One Million Pounds and Counting!
Remember Sharmila Rathinam? Way back in 2024, Greet ran an article about Eat Happy Now, the nonprofit Sharmila founded, built on a deceptively simple idea: use an app, recruit volunteers, and move good food from places that have too much of it to people who need it. The goal is zero waste through logistics, done right. At the time, they had 250 volunteers rescuing about 140,000 pounds of food. Sounds impressive, right? Turns out she was just getting started.
Eat Happy Now has now crossed one million pounds of food rescued. Again, for the awe and emphasis this deserves: One. Million. Pounds. In roughly three years, this effort has spared food from filling acres of landfill and prevented about 2.5 million pounds of CO2 emission from entering the atmosphere; all while nourishing thousands of people experiencing food scarcity in our region. A win-win-win.
The volunteer army has grown from 250 to over 800 active runners, each downloading the EatHappyNow app, picking a delivery that fits their commute or their Saturday errands, and getting it done from the seat of their car. And this kind of back seat environmentalism is motivating the next generation of activists, as 127 of those 800+ volunteers are high schoolers. There are 11 active high school clubs powering daily food rescue operations. Eleven. These teenagers are out here running logistics for a food equity nonprofit before their AP exams.
And they have grown beyond the grocery stores and bakeries of the early days. Eat Happy Now has expanded into the hospitality industry, picking up from hotel kitchens and restaurant catering operations where the sheer volume of surplus food is, frankly, staggering. Hospital cafes are now on the list. School cafeterias are next. Catering, which generates mountains of untouched food after every conference, wedding, and corporate lunch, is starting to become one of their fastest-growing rescue sectors. Think about the last event you attended where there were towers of sandwiches left at the end. Now we can call Eat Happy Now, filling bellies with those sandwiches across King County.
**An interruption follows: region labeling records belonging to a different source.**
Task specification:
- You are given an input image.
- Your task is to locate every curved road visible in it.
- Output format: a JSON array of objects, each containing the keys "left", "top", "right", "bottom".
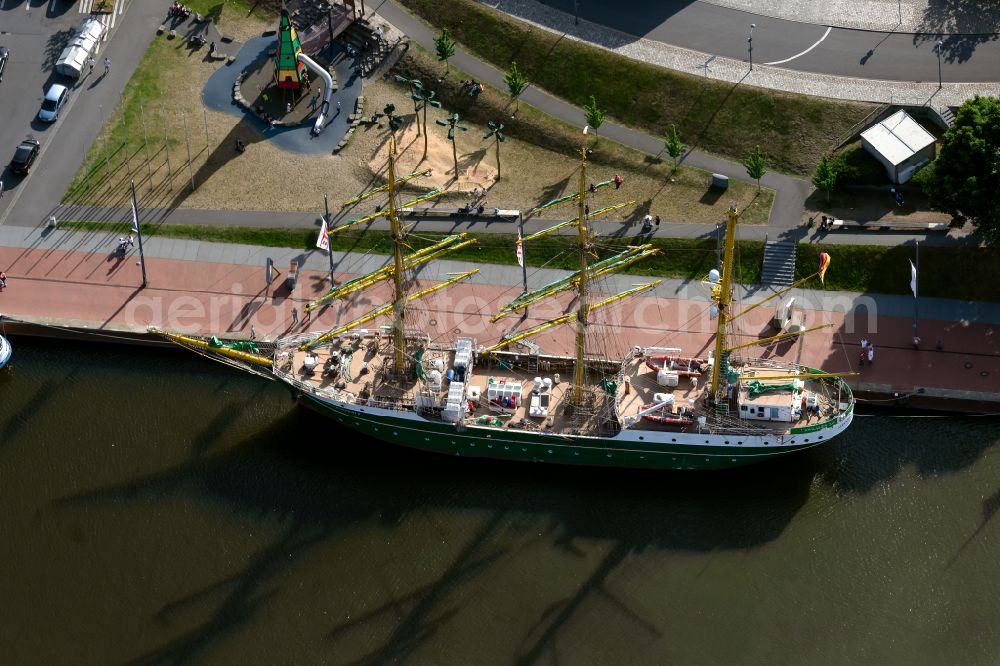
[{"left": 545, "top": 0, "right": 1000, "bottom": 83}]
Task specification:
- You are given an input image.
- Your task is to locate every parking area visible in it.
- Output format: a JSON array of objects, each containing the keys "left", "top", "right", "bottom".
[{"left": 0, "top": 0, "right": 126, "bottom": 215}]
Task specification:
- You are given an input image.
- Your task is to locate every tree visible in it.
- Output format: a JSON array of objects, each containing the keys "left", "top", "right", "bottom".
[
  {"left": 813, "top": 153, "right": 840, "bottom": 201},
  {"left": 503, "top": 61, "right": 528, "bottom": 111},
  {"left": 434, "top": 113, "right": 468, "bottom": 175},
  {"left": 663, "top": 123, "right": 684, "bottom": 171},
  {"left": 483, "top": 120, "right": 506, "bottom": 180},
  {"left": 583, "top": 95, "right": 605, "bottom": 130},
  {"left": 434, "top": 28, "right": 455, "bottom": 71},
  {"left": 924, "top": 95, "right": 1000, "bottom": 245},
  {"left": 743, "top": 145, "right": 767, "bottom": 192},
  {"left": 396, "top": 74, "right": 441, "bottom": 162}
]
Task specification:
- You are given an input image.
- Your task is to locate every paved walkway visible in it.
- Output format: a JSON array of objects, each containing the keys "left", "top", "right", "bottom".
[
  {"left": 41, "top": 202, "right": 964, "bottom": 246},
  {"left": 480, "top": 0, "right": 1000, "bottom": 106},
  {"left": 0, "top": 227, "right": 1000, "bottom": 399},
  {"left": 700, "top": 0, "right": 1000, "bottom": 35}
]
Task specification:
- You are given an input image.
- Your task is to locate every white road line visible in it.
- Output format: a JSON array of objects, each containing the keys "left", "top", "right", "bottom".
[{"left": 764, "top": 26, "right": 833, "bottom": 65}]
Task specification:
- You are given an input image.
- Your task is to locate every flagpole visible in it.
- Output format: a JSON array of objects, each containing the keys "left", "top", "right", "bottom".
[
  {"left": 323, "top": 194, "right": 333, "bottom": 287},
  {"left": 131, "top": 180, "right": 146, "bottom": 288}
]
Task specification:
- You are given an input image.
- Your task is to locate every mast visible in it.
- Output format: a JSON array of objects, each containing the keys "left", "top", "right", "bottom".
[
  {"left": 388, "top": 138, "right": 406, "bottom": 373},
  {"left": 573, "top": 146, "right": 590, "bottom": 405},
  {"left": 708, "top": 206, "right": 739, "bottom": 403}
]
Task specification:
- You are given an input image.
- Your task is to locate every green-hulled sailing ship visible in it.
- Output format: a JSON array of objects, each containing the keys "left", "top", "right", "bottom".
[{"left": 156, "top": 140, "right": 854, "bottom": 469}]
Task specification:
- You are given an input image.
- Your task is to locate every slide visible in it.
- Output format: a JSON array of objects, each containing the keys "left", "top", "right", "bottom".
[{"left": 299, "top": 53, "right": 333, "bottom": 134}]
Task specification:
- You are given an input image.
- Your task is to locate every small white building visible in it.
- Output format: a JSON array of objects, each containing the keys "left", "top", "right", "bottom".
[{"left": 861, "top": 110, "right": 934, "bottom": 183}]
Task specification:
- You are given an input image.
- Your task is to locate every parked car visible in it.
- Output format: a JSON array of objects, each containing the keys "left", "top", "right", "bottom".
[
  {"left": 38, "top": 83, "right": 69, "bottom": 123},
  {"left": 10, "top": 136, "right": 42, "bottom": 173}
]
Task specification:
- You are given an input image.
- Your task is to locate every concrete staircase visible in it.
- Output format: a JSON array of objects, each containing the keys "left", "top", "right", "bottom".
[{"left": 760, "top": 241, "right": 796, "bottom": 287}]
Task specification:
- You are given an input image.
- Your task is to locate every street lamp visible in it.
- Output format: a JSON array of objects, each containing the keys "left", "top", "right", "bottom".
[{"left": 934, "top": 39, "right": 944, "bottom": 90}]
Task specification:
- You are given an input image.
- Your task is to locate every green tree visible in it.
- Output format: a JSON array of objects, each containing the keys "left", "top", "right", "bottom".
[
  {"left": 503, "top": 61, "right": 528, "bottom": 111},
  {"left": 583, "top": 95, "right": 606, "bottom": 130},
  {"left": 924, "top": 95, "right": 1000, "bottom": 245},
  {"left": 812, "top": 153, "right": 840, "bottom": 201},
  {"left": 663, "top": 123, "right": 684, "bottom": 171},
  {"left": 434, "top": 28, "right": 455, "bottom": 71},
  {"left": 743, "top": 145, "right": 767, "bottom": 192},
  {"left": 434, "top": 113, "right": 468, "bottom": 175},
  {"left": 396, "top": 74, "right": 441, "bottom": 162},
  {"left": 483, "top": 120, "right": 507, "bottom": 180}
]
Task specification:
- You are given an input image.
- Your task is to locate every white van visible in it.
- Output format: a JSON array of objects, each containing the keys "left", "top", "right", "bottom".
[{"left": 56, "top": 18, "right": 105, "bottom": 79}]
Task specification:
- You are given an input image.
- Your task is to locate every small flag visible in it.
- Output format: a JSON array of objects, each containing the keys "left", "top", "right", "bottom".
[
  {"left": 316, "top": 218, "right": 330, "bottom": 252},
  {"left": 819, "top": 252, "right": 830, "bottom": 285}
]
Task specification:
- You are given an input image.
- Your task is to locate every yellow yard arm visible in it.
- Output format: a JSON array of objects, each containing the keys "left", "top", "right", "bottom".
[
  {"left": 149, "top": 328, "right": 274, "bottom": 368},
  {"left": 481, "top": 280, "right": 663, "bottom": 354},
  {"left": 300, "top": 268, "right": 479, "bottom": 349}
]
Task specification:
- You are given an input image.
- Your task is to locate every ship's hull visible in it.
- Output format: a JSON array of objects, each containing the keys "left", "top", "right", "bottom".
[{"left": 300, "top": 392, "right": 853, "bottom": 470}]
What makes this more than just an impressive logistics operation is the specificity of what they are rescuing. Sharmila has always understood something that a lot of food banks miss: food insecurity does not mean people just need calories. It means they need food that actually speaks to them, reflecting their culture and cooking traditions. Food is a love language, a cultural celebration, and a family expression of tradition. Eat Happy Now's focus on diverse, culturally relevant food with the kinds of ingredients that can go untouched at conventional donation sites, is not a side note. It is the whole point.
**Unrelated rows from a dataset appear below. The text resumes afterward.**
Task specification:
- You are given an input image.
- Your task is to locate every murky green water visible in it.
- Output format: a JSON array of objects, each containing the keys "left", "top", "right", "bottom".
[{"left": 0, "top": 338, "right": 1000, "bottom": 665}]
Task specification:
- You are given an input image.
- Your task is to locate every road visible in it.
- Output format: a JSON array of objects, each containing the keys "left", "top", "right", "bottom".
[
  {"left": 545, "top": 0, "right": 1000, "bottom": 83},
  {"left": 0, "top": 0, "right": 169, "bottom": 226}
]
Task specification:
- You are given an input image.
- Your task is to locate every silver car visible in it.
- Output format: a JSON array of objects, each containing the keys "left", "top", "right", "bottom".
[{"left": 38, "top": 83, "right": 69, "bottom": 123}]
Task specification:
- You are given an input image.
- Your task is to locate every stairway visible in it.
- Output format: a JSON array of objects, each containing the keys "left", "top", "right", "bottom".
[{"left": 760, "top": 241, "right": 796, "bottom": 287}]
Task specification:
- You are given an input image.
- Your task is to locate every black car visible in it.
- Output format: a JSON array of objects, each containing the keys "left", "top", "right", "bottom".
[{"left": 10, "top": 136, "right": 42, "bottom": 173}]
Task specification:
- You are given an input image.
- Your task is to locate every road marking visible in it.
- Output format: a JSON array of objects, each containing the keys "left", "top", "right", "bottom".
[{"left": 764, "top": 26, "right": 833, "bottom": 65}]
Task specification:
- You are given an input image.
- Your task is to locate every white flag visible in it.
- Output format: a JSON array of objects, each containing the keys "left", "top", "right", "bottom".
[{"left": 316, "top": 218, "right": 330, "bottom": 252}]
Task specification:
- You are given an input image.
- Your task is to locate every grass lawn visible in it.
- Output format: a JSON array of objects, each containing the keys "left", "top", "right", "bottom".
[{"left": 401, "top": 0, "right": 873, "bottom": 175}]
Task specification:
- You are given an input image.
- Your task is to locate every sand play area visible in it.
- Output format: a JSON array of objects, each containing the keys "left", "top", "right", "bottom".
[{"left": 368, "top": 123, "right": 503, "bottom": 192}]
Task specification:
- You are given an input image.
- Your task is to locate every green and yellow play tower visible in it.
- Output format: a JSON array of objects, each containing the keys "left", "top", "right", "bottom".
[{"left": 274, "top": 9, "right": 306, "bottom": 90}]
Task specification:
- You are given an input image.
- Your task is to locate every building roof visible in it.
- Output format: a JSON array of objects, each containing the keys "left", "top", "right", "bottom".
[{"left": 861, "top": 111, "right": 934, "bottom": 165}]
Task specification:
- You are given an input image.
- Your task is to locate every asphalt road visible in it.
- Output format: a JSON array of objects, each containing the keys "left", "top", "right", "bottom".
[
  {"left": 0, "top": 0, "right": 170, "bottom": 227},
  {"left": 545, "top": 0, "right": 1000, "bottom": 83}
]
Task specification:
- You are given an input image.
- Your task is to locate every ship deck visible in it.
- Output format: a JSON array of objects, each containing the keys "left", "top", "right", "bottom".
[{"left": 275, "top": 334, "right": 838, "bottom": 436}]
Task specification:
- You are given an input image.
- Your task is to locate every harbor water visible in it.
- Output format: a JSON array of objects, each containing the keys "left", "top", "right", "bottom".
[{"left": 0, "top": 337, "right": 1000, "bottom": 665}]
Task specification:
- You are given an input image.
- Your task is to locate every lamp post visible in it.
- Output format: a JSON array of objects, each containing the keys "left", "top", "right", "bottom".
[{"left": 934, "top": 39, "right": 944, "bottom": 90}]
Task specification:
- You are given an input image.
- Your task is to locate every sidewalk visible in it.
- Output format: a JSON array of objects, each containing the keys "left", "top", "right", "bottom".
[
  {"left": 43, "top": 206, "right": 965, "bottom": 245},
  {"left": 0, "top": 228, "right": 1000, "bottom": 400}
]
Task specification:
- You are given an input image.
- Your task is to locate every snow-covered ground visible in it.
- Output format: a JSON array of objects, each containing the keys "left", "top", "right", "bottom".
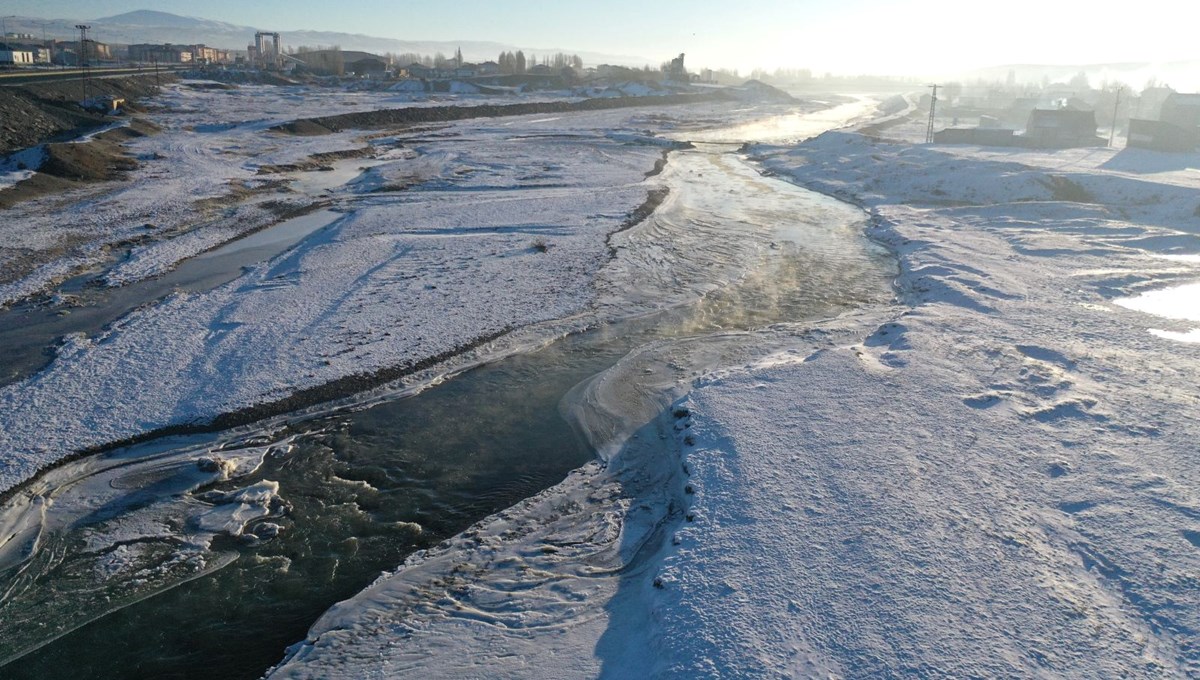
[
  {"left": 272, "top": 133, "right": 1200, "bottom": 678},
  {"left": 0, "top": 84, "right": 830, "bottom": 489}
]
If you run a food business, a restaurant, a catering company, a hospital cafe, or a school cafeteria, and you have surplus food at the end of service, call them. The infrastructure is there. The volunteers are there. All they need is you. And if you want to get your hands (or rather, your car) in the game, download the app. It takes about the same amount of time as a Starbucks run, and the ROI is considerably better. One million pounds in three plus years. And Sharmila Rathinam, who once sat in silence for ten days waiting for her next chapter to reveal itself, is just getting cookin’.